Le choix d'Elsa Dreisig pour Sifare peut sembler surprenant, même si elle a déjà chanté le rôle : celui-ci est habituellement confié à des voix plus sombres, mais c'est après tout un rôle de castrat soprano, et dès lors que la tessiture ne lui pose pas de problème, elle lui donne une jeunesse très séduisante. Elle qui chante aussi Salome ou plus récemment Louise n'en oublie visiblement pas pour autant le style mozartien, et c'est tant mieux.

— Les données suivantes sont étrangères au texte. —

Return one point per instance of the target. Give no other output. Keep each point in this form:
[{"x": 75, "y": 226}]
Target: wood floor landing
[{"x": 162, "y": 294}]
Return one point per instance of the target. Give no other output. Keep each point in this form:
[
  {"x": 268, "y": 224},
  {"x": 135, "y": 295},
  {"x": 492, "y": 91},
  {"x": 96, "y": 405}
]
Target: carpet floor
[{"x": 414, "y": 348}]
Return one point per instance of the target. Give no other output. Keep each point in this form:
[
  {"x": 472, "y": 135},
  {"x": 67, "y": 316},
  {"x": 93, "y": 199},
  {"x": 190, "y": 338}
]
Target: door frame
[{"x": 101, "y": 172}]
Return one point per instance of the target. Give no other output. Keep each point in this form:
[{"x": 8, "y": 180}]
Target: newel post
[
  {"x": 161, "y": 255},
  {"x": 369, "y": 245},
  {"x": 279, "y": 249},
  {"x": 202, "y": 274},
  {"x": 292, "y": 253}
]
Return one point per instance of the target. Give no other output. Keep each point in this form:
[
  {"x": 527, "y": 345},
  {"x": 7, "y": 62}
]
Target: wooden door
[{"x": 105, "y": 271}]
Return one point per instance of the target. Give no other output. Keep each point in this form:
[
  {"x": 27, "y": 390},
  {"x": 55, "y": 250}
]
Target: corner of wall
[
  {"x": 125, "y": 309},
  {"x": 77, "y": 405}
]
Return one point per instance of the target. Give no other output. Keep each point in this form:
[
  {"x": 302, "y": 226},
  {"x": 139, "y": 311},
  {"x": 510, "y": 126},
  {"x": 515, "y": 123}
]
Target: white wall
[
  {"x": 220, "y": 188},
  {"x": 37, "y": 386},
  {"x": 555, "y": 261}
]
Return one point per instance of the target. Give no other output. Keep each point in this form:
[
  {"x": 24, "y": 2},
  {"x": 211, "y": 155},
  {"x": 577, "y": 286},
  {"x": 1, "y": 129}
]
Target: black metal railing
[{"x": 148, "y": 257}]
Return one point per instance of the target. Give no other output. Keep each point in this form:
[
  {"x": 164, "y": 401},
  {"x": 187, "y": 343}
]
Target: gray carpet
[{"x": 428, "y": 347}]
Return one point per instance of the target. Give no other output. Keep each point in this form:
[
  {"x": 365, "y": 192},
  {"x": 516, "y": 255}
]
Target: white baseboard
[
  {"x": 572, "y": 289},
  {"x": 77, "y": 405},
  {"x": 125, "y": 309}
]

Le cas de Pene Pati est un peu plus complexe. La grande beauté du timbre ne peut qu'émouvoir dans les passages les plus lyriques, mais il peine à prendre la dimension attendue pour les airs les plus héroïques, et certains choix d'ornementation dans les reprises peuvent laisser perplexe. Ismène est interprétée par la jeune chanteuse française Julie Roset, qui s'est fait un nom en remportant le concours Operalia en 2023 ; son premier air est beaucoup trop timide, comme si elle n'osait pas assumer jusqu'au bout les phrases musicales, mais elle prend un peu plus d'assurance au cours de la représentation ; on devine un timbre d'une grande beauté et une réelle probité stylistique, mais il faudra encore attendre un peu (un chef plus volontaire par exemple) pour que ce potentiel aille à son terme. Troisième Français de la distribution, son fiancé Farnace, alias Paul-Antoine Bénos-Djian, est dans la ligne de ses homologues récents, qui ne font pas tomber le personnage dans la noirceur d'un vrai méchant ; cette option se discute (dommage que le meilleur méchant d'opera seria, Derek Lee Ragin, n'ait pas abordé ce personnage, au moins au disque), mais dans cette optique plus conciliante il fait merveille avec un timbre généreux et une présence sonore qui donnent à son personnage toute sa dimension. L'opéra n'est certes pas que du chant, mais à défaut d'autre chose on peut bien s'en contenter le temps d'une soirée quand la distribution est aussi marquante et aussi unie.